Hashimoto M, Hashimoto M, Ishikawa T, Iizuka T, Matsuda M, Watanabe G
Department of Digestive Surgery, Toranomon Hospital, 2-2-2 Toranomon, Minato-Ku Tokyo 105-8470 Japan.
Surg Endosc. 2002 Feb;16(2):359. doi: 10.1007/s004640041029. Epub 2001 Nov 16.
Anomalous insertion of the right hepatic duct into the cystic duct is a rare anatomic variation. At this writing, only nine cases have been reported in the literature. In the patients presenting with this anomaly, the surgeon may accidentally transect the right hepatic duct during cholecystectomy.
We encountered a case of anomalous insertion of the right hepatic duct into the cystic duct, which was clearly demonstrated in the intraoperative cholangiography during laparoscopic cholecystectomy.
As the half-cut point of the cystic duct happened to be on the gallbladder side of the cystic duct, cholecystectomy was accomplished laparoscopically.
In anomalous insertion of the right hepatic duct into the cystic duct, hepatic duct transection could happen.
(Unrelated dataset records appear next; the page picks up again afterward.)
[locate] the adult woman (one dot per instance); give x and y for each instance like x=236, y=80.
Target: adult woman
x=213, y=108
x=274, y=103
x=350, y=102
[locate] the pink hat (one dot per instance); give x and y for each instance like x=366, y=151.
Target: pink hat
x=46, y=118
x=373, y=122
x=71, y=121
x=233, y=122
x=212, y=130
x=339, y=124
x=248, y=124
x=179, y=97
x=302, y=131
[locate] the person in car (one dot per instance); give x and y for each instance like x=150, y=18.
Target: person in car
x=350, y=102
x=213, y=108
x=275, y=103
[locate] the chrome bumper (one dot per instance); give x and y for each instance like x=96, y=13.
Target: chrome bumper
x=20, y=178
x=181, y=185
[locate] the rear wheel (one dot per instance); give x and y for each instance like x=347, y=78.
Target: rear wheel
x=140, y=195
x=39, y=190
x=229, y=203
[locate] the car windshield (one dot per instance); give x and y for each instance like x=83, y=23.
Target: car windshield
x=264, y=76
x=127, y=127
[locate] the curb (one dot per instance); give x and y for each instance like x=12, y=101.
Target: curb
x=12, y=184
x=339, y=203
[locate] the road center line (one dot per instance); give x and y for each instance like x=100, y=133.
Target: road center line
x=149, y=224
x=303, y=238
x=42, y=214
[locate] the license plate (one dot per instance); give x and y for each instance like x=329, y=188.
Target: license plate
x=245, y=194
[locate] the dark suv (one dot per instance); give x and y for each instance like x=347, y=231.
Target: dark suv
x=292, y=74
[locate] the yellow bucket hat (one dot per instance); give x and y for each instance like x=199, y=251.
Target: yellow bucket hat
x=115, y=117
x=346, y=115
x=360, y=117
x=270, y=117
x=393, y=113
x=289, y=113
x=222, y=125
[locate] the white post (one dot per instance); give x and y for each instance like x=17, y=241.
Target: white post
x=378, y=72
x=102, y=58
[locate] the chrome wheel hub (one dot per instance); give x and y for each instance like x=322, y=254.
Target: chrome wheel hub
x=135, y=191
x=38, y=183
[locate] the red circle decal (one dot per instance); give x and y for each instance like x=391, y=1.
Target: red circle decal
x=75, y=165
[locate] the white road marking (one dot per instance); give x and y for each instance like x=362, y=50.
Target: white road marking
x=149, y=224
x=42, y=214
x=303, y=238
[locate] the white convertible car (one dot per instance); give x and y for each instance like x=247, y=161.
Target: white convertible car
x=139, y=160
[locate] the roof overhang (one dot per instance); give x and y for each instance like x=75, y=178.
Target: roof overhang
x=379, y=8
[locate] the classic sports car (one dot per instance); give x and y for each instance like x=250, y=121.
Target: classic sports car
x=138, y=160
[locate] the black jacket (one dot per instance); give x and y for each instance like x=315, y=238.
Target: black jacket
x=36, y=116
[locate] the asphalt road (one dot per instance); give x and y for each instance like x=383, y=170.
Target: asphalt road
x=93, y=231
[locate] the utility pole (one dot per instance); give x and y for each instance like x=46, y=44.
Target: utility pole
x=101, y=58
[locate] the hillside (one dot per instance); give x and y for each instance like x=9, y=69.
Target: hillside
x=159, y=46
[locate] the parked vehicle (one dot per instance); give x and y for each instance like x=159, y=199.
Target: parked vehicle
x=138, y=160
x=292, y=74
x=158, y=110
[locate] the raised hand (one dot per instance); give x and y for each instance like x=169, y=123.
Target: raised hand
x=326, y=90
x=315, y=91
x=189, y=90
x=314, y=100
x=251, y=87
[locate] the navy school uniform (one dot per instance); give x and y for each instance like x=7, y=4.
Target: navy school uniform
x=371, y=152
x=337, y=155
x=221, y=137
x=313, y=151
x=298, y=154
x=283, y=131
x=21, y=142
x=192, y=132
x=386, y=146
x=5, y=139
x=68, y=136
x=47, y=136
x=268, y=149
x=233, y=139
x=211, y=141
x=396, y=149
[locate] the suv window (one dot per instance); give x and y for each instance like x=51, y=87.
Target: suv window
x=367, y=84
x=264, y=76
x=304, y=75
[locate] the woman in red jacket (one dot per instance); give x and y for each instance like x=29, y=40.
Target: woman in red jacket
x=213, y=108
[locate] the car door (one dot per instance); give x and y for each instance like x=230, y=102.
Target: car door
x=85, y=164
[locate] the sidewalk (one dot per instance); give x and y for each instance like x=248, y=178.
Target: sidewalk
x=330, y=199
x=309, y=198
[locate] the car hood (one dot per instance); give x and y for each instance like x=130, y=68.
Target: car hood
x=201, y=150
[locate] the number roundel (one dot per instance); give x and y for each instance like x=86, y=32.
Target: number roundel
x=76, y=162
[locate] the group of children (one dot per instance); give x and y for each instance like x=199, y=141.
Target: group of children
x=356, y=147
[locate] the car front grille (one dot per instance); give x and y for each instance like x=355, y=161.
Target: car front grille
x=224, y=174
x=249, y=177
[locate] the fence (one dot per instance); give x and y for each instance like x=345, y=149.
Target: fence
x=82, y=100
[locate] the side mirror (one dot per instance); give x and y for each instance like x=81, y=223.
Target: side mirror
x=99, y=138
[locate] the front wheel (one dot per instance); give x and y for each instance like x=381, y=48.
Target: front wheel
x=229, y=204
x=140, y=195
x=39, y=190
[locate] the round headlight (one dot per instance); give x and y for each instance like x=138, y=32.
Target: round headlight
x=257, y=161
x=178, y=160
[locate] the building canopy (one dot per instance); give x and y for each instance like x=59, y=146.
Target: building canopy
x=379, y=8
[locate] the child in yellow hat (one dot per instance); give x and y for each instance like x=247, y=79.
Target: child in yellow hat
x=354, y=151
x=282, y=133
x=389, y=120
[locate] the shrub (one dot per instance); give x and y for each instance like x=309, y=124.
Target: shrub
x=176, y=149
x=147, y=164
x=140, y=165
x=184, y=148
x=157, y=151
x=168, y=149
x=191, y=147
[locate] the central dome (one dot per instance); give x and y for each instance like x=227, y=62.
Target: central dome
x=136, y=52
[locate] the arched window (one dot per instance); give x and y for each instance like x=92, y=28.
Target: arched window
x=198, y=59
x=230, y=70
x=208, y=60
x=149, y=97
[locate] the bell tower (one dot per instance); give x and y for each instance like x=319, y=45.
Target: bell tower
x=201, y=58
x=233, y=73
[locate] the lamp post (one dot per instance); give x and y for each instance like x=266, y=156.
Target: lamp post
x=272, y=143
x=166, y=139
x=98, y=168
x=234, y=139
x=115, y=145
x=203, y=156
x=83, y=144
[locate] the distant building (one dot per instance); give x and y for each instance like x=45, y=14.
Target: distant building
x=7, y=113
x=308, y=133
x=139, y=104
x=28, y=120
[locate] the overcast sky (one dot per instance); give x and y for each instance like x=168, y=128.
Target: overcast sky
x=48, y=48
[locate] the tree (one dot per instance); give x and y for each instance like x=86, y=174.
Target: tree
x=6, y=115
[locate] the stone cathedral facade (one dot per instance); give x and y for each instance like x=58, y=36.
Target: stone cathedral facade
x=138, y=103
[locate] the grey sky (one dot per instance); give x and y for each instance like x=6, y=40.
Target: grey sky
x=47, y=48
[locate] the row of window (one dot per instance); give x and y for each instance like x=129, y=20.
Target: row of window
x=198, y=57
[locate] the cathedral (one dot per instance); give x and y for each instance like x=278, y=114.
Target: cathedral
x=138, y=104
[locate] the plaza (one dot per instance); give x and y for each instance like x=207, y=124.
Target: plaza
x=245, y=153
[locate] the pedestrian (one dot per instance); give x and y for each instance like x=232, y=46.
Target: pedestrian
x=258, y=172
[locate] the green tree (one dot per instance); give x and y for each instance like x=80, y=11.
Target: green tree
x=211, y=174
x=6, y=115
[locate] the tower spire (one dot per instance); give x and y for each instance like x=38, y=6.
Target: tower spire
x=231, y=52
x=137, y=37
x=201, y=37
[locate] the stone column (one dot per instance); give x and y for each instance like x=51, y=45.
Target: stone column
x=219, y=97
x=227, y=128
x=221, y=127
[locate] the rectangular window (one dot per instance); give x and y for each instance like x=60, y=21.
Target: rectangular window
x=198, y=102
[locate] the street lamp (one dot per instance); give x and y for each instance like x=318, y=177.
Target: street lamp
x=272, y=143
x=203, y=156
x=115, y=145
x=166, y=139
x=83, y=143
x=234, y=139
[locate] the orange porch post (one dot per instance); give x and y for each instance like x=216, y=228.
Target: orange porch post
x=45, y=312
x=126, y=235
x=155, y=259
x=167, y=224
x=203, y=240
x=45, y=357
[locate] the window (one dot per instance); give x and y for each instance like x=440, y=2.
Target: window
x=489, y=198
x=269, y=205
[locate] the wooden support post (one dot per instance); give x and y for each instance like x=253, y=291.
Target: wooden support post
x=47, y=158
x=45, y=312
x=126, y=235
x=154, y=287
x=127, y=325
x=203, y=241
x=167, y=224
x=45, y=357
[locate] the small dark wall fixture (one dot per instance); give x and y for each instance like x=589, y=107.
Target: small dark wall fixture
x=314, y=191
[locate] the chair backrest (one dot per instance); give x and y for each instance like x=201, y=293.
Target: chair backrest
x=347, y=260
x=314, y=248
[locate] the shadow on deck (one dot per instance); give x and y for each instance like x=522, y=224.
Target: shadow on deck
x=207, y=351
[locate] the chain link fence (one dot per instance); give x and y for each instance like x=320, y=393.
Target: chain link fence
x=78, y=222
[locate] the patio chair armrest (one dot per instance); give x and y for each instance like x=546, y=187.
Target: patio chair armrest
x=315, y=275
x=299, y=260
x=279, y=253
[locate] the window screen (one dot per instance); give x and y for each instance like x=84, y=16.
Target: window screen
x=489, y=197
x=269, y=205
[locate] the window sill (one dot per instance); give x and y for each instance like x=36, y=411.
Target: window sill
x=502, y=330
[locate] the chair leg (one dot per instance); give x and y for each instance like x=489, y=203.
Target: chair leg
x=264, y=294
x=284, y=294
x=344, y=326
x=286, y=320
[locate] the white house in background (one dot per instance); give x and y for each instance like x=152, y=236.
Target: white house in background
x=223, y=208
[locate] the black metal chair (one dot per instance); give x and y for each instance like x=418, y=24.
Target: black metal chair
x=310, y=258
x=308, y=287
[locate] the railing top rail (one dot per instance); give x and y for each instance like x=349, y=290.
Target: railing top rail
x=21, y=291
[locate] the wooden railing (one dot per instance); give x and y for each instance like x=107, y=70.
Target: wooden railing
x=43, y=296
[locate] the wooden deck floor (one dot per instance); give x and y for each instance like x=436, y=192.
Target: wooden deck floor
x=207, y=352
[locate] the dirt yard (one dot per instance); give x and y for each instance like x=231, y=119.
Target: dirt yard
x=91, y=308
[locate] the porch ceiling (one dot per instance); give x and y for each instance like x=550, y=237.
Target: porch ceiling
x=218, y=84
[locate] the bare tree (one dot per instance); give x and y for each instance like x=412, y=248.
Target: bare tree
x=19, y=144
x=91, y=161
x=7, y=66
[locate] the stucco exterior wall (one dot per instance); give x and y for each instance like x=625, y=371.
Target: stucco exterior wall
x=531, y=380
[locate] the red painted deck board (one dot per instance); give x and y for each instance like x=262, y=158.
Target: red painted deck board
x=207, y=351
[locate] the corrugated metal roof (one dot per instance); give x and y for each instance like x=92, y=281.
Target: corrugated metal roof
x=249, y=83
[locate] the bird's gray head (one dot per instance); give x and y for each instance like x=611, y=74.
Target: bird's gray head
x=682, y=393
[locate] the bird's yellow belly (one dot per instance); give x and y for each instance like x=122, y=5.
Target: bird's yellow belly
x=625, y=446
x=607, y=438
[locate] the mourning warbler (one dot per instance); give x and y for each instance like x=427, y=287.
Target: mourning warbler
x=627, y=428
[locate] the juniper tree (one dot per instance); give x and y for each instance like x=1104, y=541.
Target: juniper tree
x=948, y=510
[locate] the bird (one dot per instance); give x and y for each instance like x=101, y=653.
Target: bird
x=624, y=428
Preoperative precise evaluation of the biliary duct, awareness of potential biliary variations, and identification of all anatomic structures before ligation and division were essential to prevent bile duct injury.
右肝管异常插入胆囊管是一种罕见的解剖变异。截至撰写本文时,文献中仅报道了9例。在出现这种异常的患者中,外科医生在胆囊切除术期间可能会意外横断右肝管。
我们遇到一例右肝管异常插入胆囊管的病例,在腹腔镜胆囊切除术期间的术中胆管造影中得到了清晰显示。
由于胆囊管的半切点恰好在胆囊管的胆囊侧,因此通过腹腔镜完成了胆囊切除术。
在右肝管异常插入胆囊管的情况下,可能会发生肝管横断。术前对胆管进行精确评估、了解潜在的胆管变异以及在结扎和离断前识别所有解剖结构对于预防胆管损伤至关重要。